I also do a small amount of school planning for the next six weeks that doesn’t take much time. For instance, some of our recitation pieces change at the six-week point, so I will pick out new ones during that week. I leave this for the Sabbath week rather than planning it all out before our school year starts because sometimes there may have been something that we read during that six weeks that one of the kids would like to learn for a recitation piece. So I do end up doing a few school things, but I try not to do any more considerable planning for school as I take care of most of that before the school year begins.
I did get a question once about how we do exams, and right now, I include exams during our Sabbath weeks, but only the two that are between terms (after week 12 and week 24). Because of this, those weeks don’t follow the strict definition of Sabbath weeks. However, our exams don’t take the whole week at this point in our homeschool journey because I have just two kids in lower forms (usually, we’re done by Wednesday). This may get more complicated as the kids get older, and I’ll have to revisit how we do Sabbath weeks at that point. Right now, though, because our exams don’t take an entire week, I do still feel that we’re getting a little bit of a break during those weeks.

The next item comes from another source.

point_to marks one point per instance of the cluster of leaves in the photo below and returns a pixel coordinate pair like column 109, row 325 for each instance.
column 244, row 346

Otherwise, I like to keep it an open slate. It’s a week where we don’t have a lot of things scheduled, and we’re able to catch up on chores around the house or spend some unstructured time together. At the end of the week, we feel rested and ready to get back into our school routine because other things are taken care of, or we were able to spend some extended time together outside of lessons.

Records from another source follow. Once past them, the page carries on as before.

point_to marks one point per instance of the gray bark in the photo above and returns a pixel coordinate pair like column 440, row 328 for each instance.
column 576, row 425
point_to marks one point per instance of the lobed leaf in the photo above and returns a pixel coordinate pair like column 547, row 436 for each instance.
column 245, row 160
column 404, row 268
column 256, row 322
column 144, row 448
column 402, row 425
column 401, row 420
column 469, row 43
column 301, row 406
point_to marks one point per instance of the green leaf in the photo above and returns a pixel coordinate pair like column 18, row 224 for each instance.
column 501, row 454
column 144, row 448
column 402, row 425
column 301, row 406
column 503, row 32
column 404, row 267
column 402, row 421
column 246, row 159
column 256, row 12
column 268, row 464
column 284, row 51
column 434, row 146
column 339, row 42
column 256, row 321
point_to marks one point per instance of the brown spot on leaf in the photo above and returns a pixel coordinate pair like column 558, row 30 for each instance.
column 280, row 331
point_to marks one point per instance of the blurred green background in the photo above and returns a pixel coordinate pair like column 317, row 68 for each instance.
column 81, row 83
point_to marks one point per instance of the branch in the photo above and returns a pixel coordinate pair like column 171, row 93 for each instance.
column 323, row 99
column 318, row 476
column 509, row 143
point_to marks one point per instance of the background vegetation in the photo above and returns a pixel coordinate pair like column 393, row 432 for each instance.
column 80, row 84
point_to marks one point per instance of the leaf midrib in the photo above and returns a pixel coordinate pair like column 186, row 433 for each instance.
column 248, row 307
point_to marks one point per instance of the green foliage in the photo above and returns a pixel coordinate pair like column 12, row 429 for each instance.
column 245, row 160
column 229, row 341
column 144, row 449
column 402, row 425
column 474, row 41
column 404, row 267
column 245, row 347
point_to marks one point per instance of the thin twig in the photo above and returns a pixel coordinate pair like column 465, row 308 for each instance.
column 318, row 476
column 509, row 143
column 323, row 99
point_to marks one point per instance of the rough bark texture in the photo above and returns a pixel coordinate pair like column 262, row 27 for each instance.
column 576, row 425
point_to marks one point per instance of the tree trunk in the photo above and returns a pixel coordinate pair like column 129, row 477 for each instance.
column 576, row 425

How do we schedule our Sabbath weeks?
Scheduling our Sabbath weeks is pretty straightforward for the first part of the year. When I’m sitting down to do our school year planning, I see when Thanksgiving is, and then I count six weeks back from that. The week just before the six-week mark is our first Sabbath week of the year, and then I count another six weeks before that week, and that’s the start of our school year (in other words, 13 weeks before the week of Thanksgiving). In the last two years, this ended up being the third week of August. So whereas before, we were starting the Tuesday after Labor Day, we now begin about two weeks before that. This schedule still works out well because the public schools in our area start the first or second week of August, so we still have about two weeks to take advantage of less crowded public places.
Then we have a week off for Thanksgiving, followed by three to four weeks of school between Thanksgiving and Christmas break, before we take two weeks off for Christmas and New Year’s Eve/Day.

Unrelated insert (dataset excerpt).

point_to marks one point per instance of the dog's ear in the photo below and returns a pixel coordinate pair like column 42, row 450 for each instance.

I like to keep the period of time between Christmas break and the end of our second term, which is when we would take another Sabbath week, flexible. I don’t schedule a specific Sabbath week because the second term is already broken up with Christmas break. Usually, in February (when there isn’t a pandemic shutting everything down), I am part of a retreat for which I appreciate having extra time to prepare. Another option is to look at how many weeks there are between Christmas break and the beginning of your third term and take a break at the midway point.
Six weeks after the start of term three, we have another Sabbath week, and then another six weeks after that, we’re done with our school year. With this schedule, we were able to take two months off last summer, so we still get a more extended break in the summer, and it’s so nice to have those other breaks scattered throughout the year as well!